Shares of Liberty Property Trust crafted a new 52-week high, touching $44.03 in the middle of the trading session on May 7, 2013. The closing price of this office real estate investment trust (REIT) on May 7 was $43.95, representing a solid year-to-date return of 23.4%. The average trading volume of the session was 0.76 million shares.
Despite hitting its 52-week high, this Zacks Rank #3 (Hold) stock may not sustain this momentum going forward based on its current estimates revision trends.
Factors to Consider
Better-than-expected first-quarter results – including an earnings surprise of 3.17% and consistent performance of the overall portfolio – as well as strong portfolio repositioning activity were the key growth drivers for Liberty Property.
However, Liberty Property generates a significant amount of revenue from its office portfolio. Office demand is highly correlated to job growth. Given the current economic environment and the volatility in the job market, demands for the Liberty Property’s office portfolio are likely to suffer.

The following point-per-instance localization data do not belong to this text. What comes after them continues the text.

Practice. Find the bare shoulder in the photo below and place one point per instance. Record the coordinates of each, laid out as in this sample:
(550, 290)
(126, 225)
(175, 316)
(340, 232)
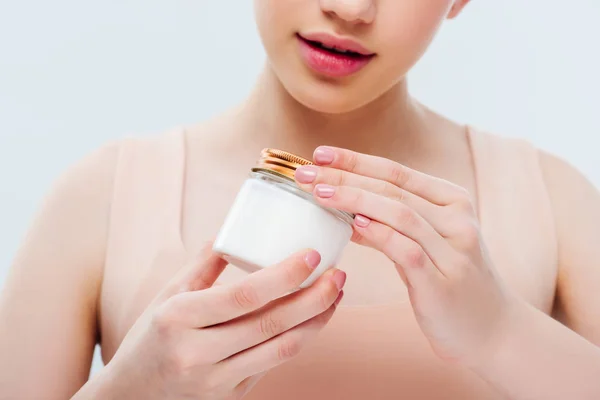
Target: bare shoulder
(576, 208)
(54, 280)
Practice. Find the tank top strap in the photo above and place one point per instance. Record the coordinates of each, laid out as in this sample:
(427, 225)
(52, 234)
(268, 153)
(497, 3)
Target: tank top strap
(515, 212)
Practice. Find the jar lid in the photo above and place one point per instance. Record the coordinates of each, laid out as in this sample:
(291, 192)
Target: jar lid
(281, 162)
(285, 164)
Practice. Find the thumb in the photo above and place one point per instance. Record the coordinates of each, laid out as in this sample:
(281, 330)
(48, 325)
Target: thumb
(199, 274)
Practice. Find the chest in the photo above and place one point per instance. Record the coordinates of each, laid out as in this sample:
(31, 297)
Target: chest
(134, 278)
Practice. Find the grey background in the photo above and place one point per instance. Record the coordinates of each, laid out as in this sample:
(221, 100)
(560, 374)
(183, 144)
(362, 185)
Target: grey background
(75, 74)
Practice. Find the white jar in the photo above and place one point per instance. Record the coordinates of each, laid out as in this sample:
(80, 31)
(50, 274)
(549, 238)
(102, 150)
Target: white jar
(272, 218)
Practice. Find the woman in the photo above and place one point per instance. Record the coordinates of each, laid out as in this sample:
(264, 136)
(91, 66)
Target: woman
(468, 248)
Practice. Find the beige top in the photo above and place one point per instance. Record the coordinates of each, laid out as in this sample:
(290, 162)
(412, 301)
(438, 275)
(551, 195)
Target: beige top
(366, 351)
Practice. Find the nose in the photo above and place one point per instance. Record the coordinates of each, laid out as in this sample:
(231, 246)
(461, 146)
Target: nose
(353, 11)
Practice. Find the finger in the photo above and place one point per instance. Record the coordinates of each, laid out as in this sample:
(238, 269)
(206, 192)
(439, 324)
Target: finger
(197, 275)
(309, 176)
(433, 189)
(276, 318)
(414, 265)
(394, 214)
(274, 352)
(224, 303)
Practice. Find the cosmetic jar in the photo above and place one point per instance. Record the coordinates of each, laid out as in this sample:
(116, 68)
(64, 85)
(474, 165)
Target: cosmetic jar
(271, 218)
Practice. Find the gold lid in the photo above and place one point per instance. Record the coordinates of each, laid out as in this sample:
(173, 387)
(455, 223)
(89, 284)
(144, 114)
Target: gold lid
(280, 162)
(285, 164)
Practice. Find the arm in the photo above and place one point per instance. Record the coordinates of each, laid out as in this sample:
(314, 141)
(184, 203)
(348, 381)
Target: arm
(48, 308)
(540, 357)
(428, 227)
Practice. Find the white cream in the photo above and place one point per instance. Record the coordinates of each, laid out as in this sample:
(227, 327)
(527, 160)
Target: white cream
(271, 218)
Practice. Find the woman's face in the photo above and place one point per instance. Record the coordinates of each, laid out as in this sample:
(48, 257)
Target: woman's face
(386, 37)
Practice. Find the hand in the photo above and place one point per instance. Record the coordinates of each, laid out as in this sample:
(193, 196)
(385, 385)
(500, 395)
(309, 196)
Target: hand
(428, 227)
(196, 341)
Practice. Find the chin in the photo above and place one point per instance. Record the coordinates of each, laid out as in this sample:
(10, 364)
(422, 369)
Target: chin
(326, 97)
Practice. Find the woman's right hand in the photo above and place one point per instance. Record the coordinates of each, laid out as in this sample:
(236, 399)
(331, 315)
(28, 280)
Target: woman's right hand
(199, 341)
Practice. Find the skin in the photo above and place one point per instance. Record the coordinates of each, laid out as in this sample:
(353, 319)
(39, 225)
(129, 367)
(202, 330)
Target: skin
(420, 214)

This could adversely affect the top-line growth of the company.
On Apr 23, Liberty Property reported first-quarter 2013 FFO (funds from operations) of 65 cents per share, beating the Zacks Consensus Estimate by 2 cents. However, this compared unfavorably with the prior-year quarter figure of 68 cents. The result was attributable to a consistent performance of the overall portfolio as well as strong leasing and development activities. However, an increase in operating expenses acted as a headwind.
Liberty Property has now delivered positive earnings surprises in 3 of the last 4 quarters with an average beat of 2.12%.
Over the last 30 days, the Zacks Consensus Estimate for full-year 2013 FFO remained unchanged at $2.65 per share. On the other hand, the Zacks Consensus Estimate for 2014 FFO has moved down 1.4% to $2.75 per share.
On May 7, a number of other REITs also touched 52-week highs. These include DDR Corp. , HCP Inc. and Highwoods Properties Inc. .
Note: Funds from operations, a widely accepted and reported measure of REITs performance, are derived by adding depreciation, amortization and other non-cash expenses to net income.